SpaceX Crew Dragon capsule carries first-ever crew of four private citizens to International Space Station as US seeks to commercialise spaceflight
A SpaceX rocket has launched an historic mission to the International Space Station (ISS), the first to the ISS crewed entirely by civilians.
Industry executives and the US’ National Aeronautics and Space Administration (NASA) hailed the trip as a milestone in the commercialisation of space and low-earth orbit.
The four-man team selected by Houston, Texas-based start-up Axiom Space lifted off at 11:17 a.m. EST (1517 GMT) on Friday morning from NASA’s Kennedy Space Center in Cape Canaveral, Florida, for a ten-day mission.
It arrived at the space station on Saturday, after more than 20 hours of flight, with the autonomously operated Crew Dragon capsule docking with the ISS 250 miles above the Earth.
NASA video showed the 25-storey-tall SpaceX launch vehicle, a two-stage Falcon 9 rocket bearing a Crew Dragon manned unit, streaking into blue skies over Florida’s coast.

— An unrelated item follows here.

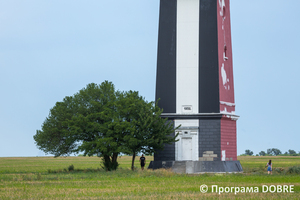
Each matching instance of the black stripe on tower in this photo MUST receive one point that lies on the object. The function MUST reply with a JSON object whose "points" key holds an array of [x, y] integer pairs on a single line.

Axiom is seeking to book private rides to the ISS for those who can afford them, providing them with all necessary training.
The US government and the private sector are seeking to boost commercial activity to the ISS and to space in general.
The AX-1 mission is commanded by Michael Lopez-Alegría, a retired NASA astronaut now employed by Axiom.
The remaining three passengers are paying customers – Israeli businessman Eytan Stibbe, Canadian investor Mark Pathy and Ohio-based real estate magnate Larry Connor.
Russia has sold seats on its Soyuz spacecraft in the past, but AX-1 is the first mission to space with a crew entirely comprised of private individuals.
It’s also the first time private citizens have travelled to the ISS on a US-made spacecraft.
Axiom has previously given a price of $55 million (£42m) per seat for a 10-day trip to the ISS, but declined to comment on the price for this particular mission, telling a press conference last year only that it is in the “tens of millions”.
NASA has said it charges $2,000 per day, per person for food in space with support from NASA astronauts costing commercial customers another $5.2m.
Mission support and planning by NASA costs an additional $4.8m, the agency has said.
Lopez-Alegría is a veteran of four trips to space from 1995 to 2007, during his time at NASA.